It’s on—30 November promises to be the biggest day of strikes for almost a century.

That fact was underlined by last week’s ballot results from 1.1 million Unison union members. The ballot delivered an overwhelming vote to strike.

Across the union 79 percent voted to strike. And in the NHS the result was even better—82 percent backed a walkout.

Ballots in the Unite and GMB unions continue.

All together, up to three million workers could strike on 30 November.

The size of the Unison vote tells us how deep the anger at the government runs.

“Everywhere I go, people say enough is enough,” Andrew Anderson of Derbyshire Unison told Socialist Worker.

“People are 100 percent up for going on strike. Across the board they’re saying it’s not on. I’m no militant—but now is the time. We’re being shafted.”

Andrew is furious at the government’s claims that workers have to pay more because they’re living longer.

“The money’s not for pensions—it’s for the government’s coffers,” he said. “Why should we have to pay for their mistakes?”


The government claims it has made a new, improved offer to the unions on pensions. Lib Dem minister Danny Alexander called it “generous” and “the chance of a lifetime”.

But Andrew is far from impressed.

“They’re the biggest bunch of swindlers ever put on this earth,” he said.

“We’ll still be contributing a day’s pay extra each month to get a smaller pension at the end.”

Jo Rust of Norfolk Unison agrees.

“What they’ve suggested isn’t ‘generous’,” she said.

“The fact remains that we’ll have to pay more in and work longer to get less out.

“We’re being made the scapegoats for a worldwide banking crisis. People are angry and upset. They don’t want poverty in their old age.”

She adds that workers are “not just prepared to put an X on the ballot paper but also to come out and be seen taking action”.

And workers will draw strength from coming out together, she notes.

“The government has picked on an issue that cuts across the unions. When a worker strikes, they will know their child’s teacher is coming out on strike with them—and the headteacher too.”
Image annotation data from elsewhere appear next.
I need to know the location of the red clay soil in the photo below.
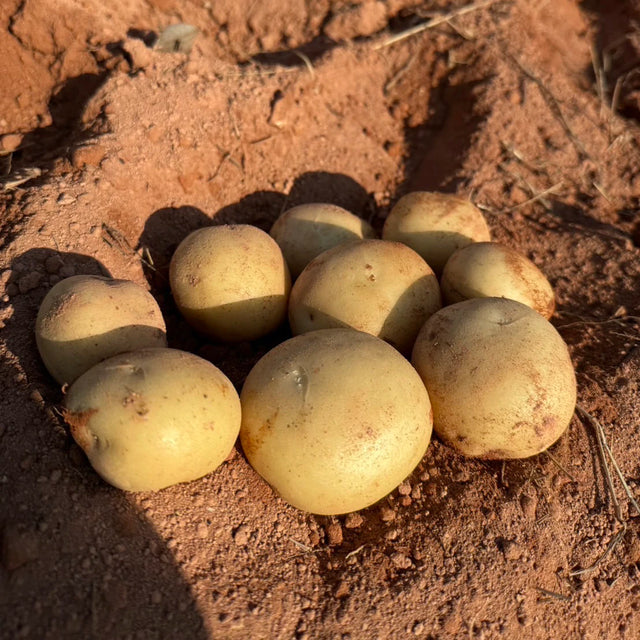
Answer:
[0,0,640,640]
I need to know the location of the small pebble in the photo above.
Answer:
[44,255,64,274]
[17,271,42,293]
[398,480,411,496]
[233,524,251,547]
[380,506,396,522]
[58,264,76,278]
[326,522,344,546]
[344,513,364,529]
[411,622,425,636]
[391,552,413,569]
[57,193,76,207]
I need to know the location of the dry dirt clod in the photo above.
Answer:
[325,522,343,547]
[344,513,364,529]
[233,524,251,547]
[391,552,413,569]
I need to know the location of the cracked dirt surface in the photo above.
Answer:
[0,0,640,640]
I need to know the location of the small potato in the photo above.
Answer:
[240,329,431,514]
[289,240,441,354]
[412,298,576,460]
[270,203,375,279]
[169,224,291,342]
[36,276,167,384]
[65,349,240,491]
[440,242,555,319]
[382,191,491,274]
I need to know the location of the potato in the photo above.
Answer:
[169,224,291,342]
[382,191,491,274]
[289,240,441,354]
[240,329,431,515]
[36,276,167,384]
[64,349,240,491]
[270,203,375,279]
[412,298,576,459]
[440,242,555,319]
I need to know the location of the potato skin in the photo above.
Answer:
[64,349,241,491]
[35,275,167,384]
[412,298,576,459]
[240,329,432,514]
[440,242,555,319]
[269,202,375,279]
[169,224,291,342]
[382,191,491,275]
[289,240,441,355]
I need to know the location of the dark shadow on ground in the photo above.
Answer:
[0,248,209,640]
[12,70,110,185]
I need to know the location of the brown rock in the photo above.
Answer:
[326,522,344,546]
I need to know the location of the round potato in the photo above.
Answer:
[382,191,491,274]
[36,276,167,384]
[289,240,441,355]
[240,329,432,514]
[412,298,576,459]
[440,242,555,319]
[270,202,375,279]
[65,349,240,491]
[169,224,291,342]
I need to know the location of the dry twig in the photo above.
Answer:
[373,0,498,51]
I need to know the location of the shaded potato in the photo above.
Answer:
[64,349,240,491]
[289,240,441,354]
[270,202,375,279]
[412,298,576,459]
[382,191,491,274]
[35,275,167,384]
[169,224,291,342]
[240,329,432,514]
[440,242,555,319]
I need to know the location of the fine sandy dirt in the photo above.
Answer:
[0,0,640,640]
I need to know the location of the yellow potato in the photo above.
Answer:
[382,191,491,274]
[36,276,167,384]
[169,224,291,342]
[240,329,431,514]
[289,240,441,354]
[440,242,555,319]
[270,202,375,279]
[65,349,240,491]
[412,298,576,459]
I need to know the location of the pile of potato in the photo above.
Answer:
[36,192,576,514]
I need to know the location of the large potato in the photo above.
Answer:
[412,298,576,459]
[289,240,441,354]
[65,349,240,491]
[240,329,431,514]
[36,276,167,384]
[270,202,375,279]
[440,242,555,319]
[382,191,491,274]
[169,224,291,342]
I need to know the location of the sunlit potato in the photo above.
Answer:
[169,224,291,342]
[440,242,555,319]
[64,349,241,491]
[412,298,576,459]
[35,275,167,384]
[289,240,441,355]
[382,191,491,275]
[270,202,375,279]
[240,329,432,514]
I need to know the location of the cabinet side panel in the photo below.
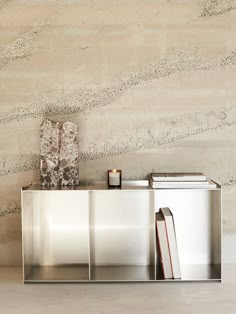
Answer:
[21,191,33,280]
[211,190,222,264]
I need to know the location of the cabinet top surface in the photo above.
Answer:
[22,180,221,191]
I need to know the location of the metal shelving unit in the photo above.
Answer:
[21,181,222,283]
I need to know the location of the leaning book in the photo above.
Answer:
[160,207,181,279]
[156,212,173,279]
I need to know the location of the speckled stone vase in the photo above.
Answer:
[40,119,79,186]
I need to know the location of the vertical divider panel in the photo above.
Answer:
[211,190,222,278]
[88,191,96,280]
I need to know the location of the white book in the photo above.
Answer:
[150,181,217,189]
[151,172,207,182]
[160,207,181,278]
[156,212,173,279]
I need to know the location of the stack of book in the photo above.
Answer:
[156,207,181,279]
[150,173,217,189]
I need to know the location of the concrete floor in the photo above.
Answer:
[0,264,236,314]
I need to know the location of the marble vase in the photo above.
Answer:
[40,119,79,186]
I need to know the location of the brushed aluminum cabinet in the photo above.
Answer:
[22,191,89,281]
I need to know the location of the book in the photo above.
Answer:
[151,172,207,182]
[160,207,181,279]
[150,180,217,189]
[156,212,173,279]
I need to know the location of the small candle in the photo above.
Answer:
[107,169,121,188]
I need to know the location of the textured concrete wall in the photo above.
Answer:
[0,0,236,265]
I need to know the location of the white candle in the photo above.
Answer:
[108,169,121,187]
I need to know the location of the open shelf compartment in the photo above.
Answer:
[90,190,155,281]
[155,189,221,281]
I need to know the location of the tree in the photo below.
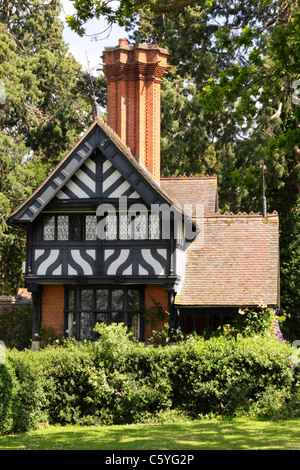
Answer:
[0,0,101,294]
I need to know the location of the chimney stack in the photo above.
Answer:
[102,39,168,182]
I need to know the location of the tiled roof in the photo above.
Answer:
[160,176,217,214]
[175,213,279,306]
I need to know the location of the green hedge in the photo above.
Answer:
[0,325,300,433]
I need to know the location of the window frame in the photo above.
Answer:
[41,210,162,243]
[41,212,98,243]
[64,284,144,341]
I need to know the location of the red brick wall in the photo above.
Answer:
[41,284,65,335]
[145,284,169,339]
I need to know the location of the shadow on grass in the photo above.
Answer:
[0,419,300,451]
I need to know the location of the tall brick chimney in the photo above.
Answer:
[102,39,168,182]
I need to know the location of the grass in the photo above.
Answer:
[0,418,300,451]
Three million workers walking out of their jobs will have a huge impact and bring much of Britain to a standstill.

Schools won’t open as teachers, teaching assistants, caterers and cleaners all walk out together. Hospitals will only run minimum emergency cover. Councils will be shut.

East London health worker Yonatan Mosquera will join the Unison strike across the NHS.

“The media will be vicious,” he said. “They will try to blackmail nurses over patients being ‘abandoned’.


“But the only way we can respond is by demonstrating the scale of our support.

“We don’t have the big media corporations on our side—but we do have our numbers.”

Many workplaces will be on strike for the first time in decades. Yonatan has worked for the NHS for six years, but has never been on strike.

“It’ll be a big challenge,” he said. “But the nurses are up for it. We’re starting to organise. There are lots of people in my work who are going to go round and help.”

Lee Mannion is a council worker in Rossendale, Lancashire. “We’re a small council—we’ve never had local strikes, only the national ones,” he said.

“But I think this will be even better supported than the last national strike. People have had enough.”

Lee is enraged by Tory politicians who say that public sector pensions are “gold-plated”. “Look at the MPs’ pensions,” he said. “They’re the gold-plated ones.”

And he had a simple answer for those who say there isn’t enough money to pay for decent pensions.

“The banks are still paying massive bonuses and making billions in profits. We should make the bankers pay for what they’ve done.”

‘Our strike will be rock solid’

“I’ve been a shop steward for decades and I’ve never known a ballot like it. But I’ve never known a mood like it either.

It was rock solid. And the strike will be too.

Our 2006 pensions strike was the most solid we’ve ever had. This one will be even better.

I think from this week we’ll see a series of yes votes in all the unions. Who’s going to vote no?

The press said that only 21 percent of Unison members voted yes overall. But if you count it that way, only 7 percent voted no.

I’ve never heard a single member mention the turnout anyway.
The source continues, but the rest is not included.